# Profitability potential of free iOS and Android Mobile Apps

The objective of this project is to create mobile app profiles for the Apple App Store and Google Play Store.

We want to enable app developpers to make data-driven decisions with respect to the kind of apps they should focus on, based on which types of apps are likely to attacted more users.

*As of September 2018, there were approximately 2 million iOS apps available on the App Store, and 2.1 million Android apps on Google Play.*

Collecting data ourselves for all these apps is not feasible within our time and budget constraints. However, we've identified two suitable data sets for our goal:

* [A data set](https://www.kaggle.com/lava18/google-play-store-apps/home) collected in August 2018, containing data about approximately ten thousand Android apps from Google Play. 
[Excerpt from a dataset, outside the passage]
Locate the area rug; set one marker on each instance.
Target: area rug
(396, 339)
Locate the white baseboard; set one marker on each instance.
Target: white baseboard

* [A data set](https://www.kaggle.com/ramamet4/app-store-apple-data-set-10k-apps/home) collected in July 2017, containing data about approximately seven thousand iOS apps from the App Store.

In [57]:
# Let's open the respective app stores
import csv

# Opening and reading the data sets

#iOS
with open('Data/AppleStore.csv', 'r') as ios:
    ios_read = csv.reader(ios, delimiter=",")
    ios_header = next(ios_read)
    ios_apps = list(ios_read)

#Google
with open('Data/googleplaystore.csv', 'r') as google:
    google_read = csv.reader(google, delimiter=",")
    google_header = next(google_read)
    google_apps = list(google_read)

In [58]:
# To make it easier to read, we'll use the following function:
def explore_data(dataset, start, end, rows_and_columns=False):
    dataset_slice = dataset[start:end]    
    for row in dataset_slice:
        print(row)
        print('\n') # adds a new (empty) line after each row

    if rows_and_columns:
        print('Number of rows:', len(dataset))
        print('Number of columns:', len(dataset[0]))

In [77]:
# For example, let's open the header and the first 4 rows for each app store

# iOS
print(ios_header)
print('\n')
explore_data(ios_apps, 0, 4, True)

print('\n')

# Google
print(google_header)
print('\n')
explore_data(google_apps, 0, 4, True)

['id', 'track_name', 'size_bytes', 'currency', 'price', 'rating_count_tot', 'rating_count_ver', 'user_rating', 'user_rating_ver', 'ver', 'cont_rating', 'prime_genre', 'sup_devices.num', 'ipadSc_urls.num', 'lang.num', 'vpp_lic', 'game_enab']


['281656475', 'PAC-MAN Premium', '100788224', 'USD', '3.99', '21292', '26', '4', '4.5', '6.3.5', '4+', 'Games', '38', '5', '10', '1', '0']


['281796108', 'Evernote - stay organized', '158578688', 'USD', '0', '161065', '26', '4', '3.5', '8.2.2', '4+', 'Productivity', '37', '5', '23', '1', '0']


['281940292', 'WeatherBug - Local Weather, Radar, Maps, Alerts', '100524032', 'USD', '0', '188583', '2822', '3.5', '4.5', '5.0.0', '4+', 'Weather', '37', '5', '3', '1', '0']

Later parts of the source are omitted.